In order to launch and lead effective missional networks, we must first believe in the real potential of collaboration. Our values and vision for collaboration will be strengthened when we:
- know the Biblical basis for collaboration
- understand the motivations behind collaboration
- build on successful case studies of networks, partnerships, and other collaborations
- share a common language and terminology for collaboration
Here are links to resource topics that explore these foundational areas of understanding.
Missional networks have a Biblical basis that is rooted in the nature and character of God. Christians are called to be one in heart and purpose, and at the same time we are called to work together using our differing gifts, strengths, and capabilities. God values unity, but not uniformity. God values diversity, but not division. Collaboration is at the very center of what it means to be the Body of Christ in the world.
There are always forces at work both for and against Christian collaboration. There are many barriers to partnership – personal, organizational, environmental, spiritual. Likewise, there are many benefits that come from working together in partnership – both the practical benefits of greater ministry effectiveness, as well as the deeper relational and spiritual benefits of unity that lead to greater awareness, appreciation, communication, and credibility in our witness for Christ. No one believes in a message of reconciliation with God who does not see Christians reconciled with each other.

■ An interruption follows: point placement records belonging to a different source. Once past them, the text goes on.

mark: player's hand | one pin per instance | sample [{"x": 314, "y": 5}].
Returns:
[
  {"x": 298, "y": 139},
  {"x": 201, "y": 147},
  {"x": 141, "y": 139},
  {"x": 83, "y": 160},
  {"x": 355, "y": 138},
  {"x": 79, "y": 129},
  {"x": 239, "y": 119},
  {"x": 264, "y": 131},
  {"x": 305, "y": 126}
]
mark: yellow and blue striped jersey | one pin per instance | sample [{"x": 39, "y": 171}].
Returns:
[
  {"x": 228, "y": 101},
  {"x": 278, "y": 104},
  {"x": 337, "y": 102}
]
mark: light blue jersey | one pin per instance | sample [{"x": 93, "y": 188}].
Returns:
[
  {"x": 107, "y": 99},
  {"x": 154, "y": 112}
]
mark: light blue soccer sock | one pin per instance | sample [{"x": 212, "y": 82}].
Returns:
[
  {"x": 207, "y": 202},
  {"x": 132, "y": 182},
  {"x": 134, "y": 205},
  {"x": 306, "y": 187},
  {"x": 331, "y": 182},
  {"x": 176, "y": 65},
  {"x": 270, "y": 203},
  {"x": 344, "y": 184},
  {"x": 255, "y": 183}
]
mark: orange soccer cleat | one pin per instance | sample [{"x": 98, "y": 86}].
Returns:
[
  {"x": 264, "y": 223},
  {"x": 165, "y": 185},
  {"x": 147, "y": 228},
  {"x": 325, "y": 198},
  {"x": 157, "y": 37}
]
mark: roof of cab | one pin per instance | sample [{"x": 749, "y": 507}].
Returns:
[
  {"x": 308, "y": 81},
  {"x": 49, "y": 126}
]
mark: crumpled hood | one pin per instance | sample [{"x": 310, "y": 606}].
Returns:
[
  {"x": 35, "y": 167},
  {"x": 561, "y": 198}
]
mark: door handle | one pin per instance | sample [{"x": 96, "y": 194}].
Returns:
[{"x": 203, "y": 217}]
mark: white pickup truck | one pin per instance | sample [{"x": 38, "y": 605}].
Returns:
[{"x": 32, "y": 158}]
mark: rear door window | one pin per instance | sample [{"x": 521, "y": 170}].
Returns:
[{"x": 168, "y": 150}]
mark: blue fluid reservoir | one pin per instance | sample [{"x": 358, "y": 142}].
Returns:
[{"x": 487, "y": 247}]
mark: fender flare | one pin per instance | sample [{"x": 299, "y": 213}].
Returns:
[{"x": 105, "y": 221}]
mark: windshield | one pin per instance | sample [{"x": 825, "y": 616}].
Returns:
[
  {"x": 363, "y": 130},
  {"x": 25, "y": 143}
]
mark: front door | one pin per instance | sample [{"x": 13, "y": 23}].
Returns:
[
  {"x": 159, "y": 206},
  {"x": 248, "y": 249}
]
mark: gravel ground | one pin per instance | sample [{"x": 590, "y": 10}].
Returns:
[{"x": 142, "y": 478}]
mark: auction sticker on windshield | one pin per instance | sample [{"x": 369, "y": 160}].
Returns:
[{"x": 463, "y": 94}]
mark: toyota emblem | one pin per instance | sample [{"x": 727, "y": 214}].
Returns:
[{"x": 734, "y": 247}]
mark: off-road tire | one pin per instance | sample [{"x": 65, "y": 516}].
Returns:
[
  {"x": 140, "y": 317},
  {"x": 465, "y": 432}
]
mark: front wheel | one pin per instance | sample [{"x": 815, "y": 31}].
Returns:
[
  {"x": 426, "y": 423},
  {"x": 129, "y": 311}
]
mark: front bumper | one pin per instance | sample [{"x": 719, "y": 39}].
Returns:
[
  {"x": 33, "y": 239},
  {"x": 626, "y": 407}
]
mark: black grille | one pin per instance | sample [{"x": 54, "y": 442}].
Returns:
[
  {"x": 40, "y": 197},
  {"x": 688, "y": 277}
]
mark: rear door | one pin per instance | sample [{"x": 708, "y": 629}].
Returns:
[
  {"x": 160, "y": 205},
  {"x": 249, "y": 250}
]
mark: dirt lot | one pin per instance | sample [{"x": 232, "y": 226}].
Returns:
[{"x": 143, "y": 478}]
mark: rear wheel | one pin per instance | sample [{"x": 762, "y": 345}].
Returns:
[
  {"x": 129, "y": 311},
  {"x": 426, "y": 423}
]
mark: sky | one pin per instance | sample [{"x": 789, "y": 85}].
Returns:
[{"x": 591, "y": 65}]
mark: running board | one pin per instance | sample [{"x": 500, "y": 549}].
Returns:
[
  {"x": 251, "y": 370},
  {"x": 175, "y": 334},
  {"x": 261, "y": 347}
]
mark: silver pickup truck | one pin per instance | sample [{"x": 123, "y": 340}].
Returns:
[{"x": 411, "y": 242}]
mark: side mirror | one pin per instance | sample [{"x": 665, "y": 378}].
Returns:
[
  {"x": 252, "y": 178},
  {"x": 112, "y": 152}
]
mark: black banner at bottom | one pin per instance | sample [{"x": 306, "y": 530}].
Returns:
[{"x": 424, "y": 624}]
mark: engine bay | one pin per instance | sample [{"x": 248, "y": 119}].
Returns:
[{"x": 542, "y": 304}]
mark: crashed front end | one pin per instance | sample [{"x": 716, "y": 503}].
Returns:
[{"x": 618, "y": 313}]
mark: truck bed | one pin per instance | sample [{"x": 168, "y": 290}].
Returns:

There is no one right method or model of collaboration. There are many different approaches to working together which can be appropriate in various situations. Network leaders should understand different models and approaches to effective collaboration that have emerged from various sectors (e.g. business, nonprofit, public/private, church/community, etc.).
One of the things that makes working in networks and partnerships sometimes difficult is a general lack of shared vocabulary or terminology. The word “partnership” itself is too often watered down to only mean “you be my partner by supporting me in my endeavor.” In many parts of the world, the idea of partnership means no more than sponsorship. But the real potential of missional networks and partnerships is much greater.